Si l’homme a regardé par inadvertance, il doit alors détourner les yeux de ce qu’il lui est interdit de regarder. Cette règle consistant à baisser le regard s’applique aussi aux médias d’informations et à l’internet. Ceux-ci sont donc concernés par l’interdiction de regarder ce qui s’y trouve de ce qui allume les désirs et enflamme les pulsions.

  1. Se comporter selon les bonnes manières et la moralité

L’islam a défini les règles qui régissent les relations hommes-femmes

L’homme parle à la femme étrangère de même qu’elle lui parle mais ils se comportent selon les règles de la bienséance et en faisant preuve d’une haute moralité tout en évitant ce qui par quelque façon pourrait éveiller les désirs. Raison pour laquelle:

  • Allah a interdit aux femmes de minauder et de faire des façons quand elles parlent avec les hommes étrangers et a demandé de tenir un discours clair qui ne se laisse pas interpréter. Allah a dit {Aussi, quand vous parlez, n’adoucissez pas votre voix de façon suggestive (ou lascive) pour que ne soit pas tenté celui dont le cœur est atteint de perversité et tenez un langage qui ne prête à aucune équivoque} [33:al-Aħzâb:32].
  • Il leur a interdit d’avoir des gestes aguichants pendant la marche et dans leurs mouvements ou de laisser paraitre certains de leurs bijoux. Allah a dit : {Qu’elles ne frappent pas le sol de leurs pieds dans l’intention que l’on sache ce qu’elles cachent en fait de parures} [24:an-Nûr:31].
  1. L’interdiction d’être en un lieu retiré et seul à seul [khalwa]

La khalwa signifie qu’un homme et une femme qui lui est étrangère soient en tête-à-tête en un lieu retiré où personne ne les voit.
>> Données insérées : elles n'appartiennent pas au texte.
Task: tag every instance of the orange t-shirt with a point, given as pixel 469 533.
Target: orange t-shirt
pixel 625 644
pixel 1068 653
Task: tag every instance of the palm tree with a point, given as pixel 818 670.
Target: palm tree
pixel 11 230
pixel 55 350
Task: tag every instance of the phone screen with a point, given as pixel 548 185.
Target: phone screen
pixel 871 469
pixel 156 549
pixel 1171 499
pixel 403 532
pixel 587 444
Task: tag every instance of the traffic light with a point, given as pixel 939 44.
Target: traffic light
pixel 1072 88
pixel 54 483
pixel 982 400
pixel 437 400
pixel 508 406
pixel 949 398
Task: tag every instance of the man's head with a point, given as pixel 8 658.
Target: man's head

L’islam a interdit ce genre de rencontres en privé car c’est une des ruses du diable menant au péché de la chair. En effet, le Prophète (Paix et bénédiction d’Allah sur lui) a dit : «Sachez qu’il n’est pas une seule fois au cours de laquelle un homme s’est isolé avec une femme sans que le diable ne fut la troisième personne avec eux» (at-Tirmidzî 2165).

  1. Le voile

Allah a imposé le voile à la femme plutôt qu’à l’homme en raison des belles formes corporelles et autres atouts de séduction dont il l’a dotée et qui font d’elle une tentation pour l’homme bien plus qu’il ne peut être lui une tentation pour elle.
Allah a prescrit le voile (le hijab) pour un certain nombre de raisons, notamment :

  • Afin que la femme soit en mesure d’accomplir de la meilleure manière sa mission dans la vie et la société aussi bien dans les domaines intellectuels que manuels tout en préservant sa dignité et sa chasteté.
  • Afin de diminuer et atténuer les tentations et l’éveil des désirs. Ceci afin, d’une part, de préserver la moralité de la société (de la garder exempte de dépravation) et d’autre part de protéger l’honneur de la femme.
  • Afin d’aider les hommes qui regardent une femme à ce qu’ils restent chastes et se contrôlent et de là, à ce qu’ils se comportent avec elle en la regardant comme une personne à part entière bénéficiant du même bagage culturel et scientifique qu’eux (les hommes), non en la voyant comme de la chair qui attise les instincts et non en la résumant à un objet de désir et de plaisir.